« La ‹féminisation› des Églises: entre crainte et espoir »

« La ‹féminisation› des Églises: entre crainte et espoir », c’était le titre de la Conférence Femmes de la Fédération des Églises protestantes de Suisse FEPS, qui a rassemblé le 31 octobre 2011 à Berne, 55 délégués et invités des Églises membres de la FEPS.

La « féminisation des Églises » comporte souvent une connotation dépréciative, selon le groupe de préparation dirigé par la présidente de la Conférence Femmes, Sabine Scheuter. La notion qu’il y aurait plus de femmes que d’hommes dans le pastorat est largement répandue. La réalité pourtant s’avère différente, dit Sabine Scheuter. La part des femmes au pastorat est d’environ 30% en Suisse.
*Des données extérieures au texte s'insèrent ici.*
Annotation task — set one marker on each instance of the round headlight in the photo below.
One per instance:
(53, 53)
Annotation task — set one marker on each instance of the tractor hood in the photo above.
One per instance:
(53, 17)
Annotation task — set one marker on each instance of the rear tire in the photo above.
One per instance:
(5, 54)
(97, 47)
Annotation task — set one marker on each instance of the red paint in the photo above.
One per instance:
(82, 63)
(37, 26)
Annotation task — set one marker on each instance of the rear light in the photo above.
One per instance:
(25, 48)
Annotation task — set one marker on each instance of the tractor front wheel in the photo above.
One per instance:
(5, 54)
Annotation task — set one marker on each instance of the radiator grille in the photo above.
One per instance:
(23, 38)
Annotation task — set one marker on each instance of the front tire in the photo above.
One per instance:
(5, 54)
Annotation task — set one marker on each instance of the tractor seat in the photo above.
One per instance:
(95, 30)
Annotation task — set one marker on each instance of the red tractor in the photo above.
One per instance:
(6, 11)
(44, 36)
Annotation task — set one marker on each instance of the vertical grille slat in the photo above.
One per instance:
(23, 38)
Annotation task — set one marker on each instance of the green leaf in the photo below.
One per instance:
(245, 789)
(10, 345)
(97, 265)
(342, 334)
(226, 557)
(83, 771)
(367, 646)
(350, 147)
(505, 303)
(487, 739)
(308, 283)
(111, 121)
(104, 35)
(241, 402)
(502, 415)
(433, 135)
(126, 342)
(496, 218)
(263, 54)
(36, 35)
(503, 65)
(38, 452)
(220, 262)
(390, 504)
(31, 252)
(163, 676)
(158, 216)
Et en complant les pourcents de postes, la part des femmes ne dépasse pas les 25%. « Cela signifie qu’il n’y a pas encore de majorité féminine en vue », déclare Sabine Scheuter. Et les fonctions dirigeantes parmi les autorités ecclésiales sont le plus souvent occupées par des hommes. Dans les universités, choisir une orientation de théologie féministe « reste toujours un obstacle pour faire carrière ». On observe même parfois une tendance régressive: c’est ainsi que le langage grammaticalement égal entre les sexes est quelquefois rejeté par de jeunes pasteures.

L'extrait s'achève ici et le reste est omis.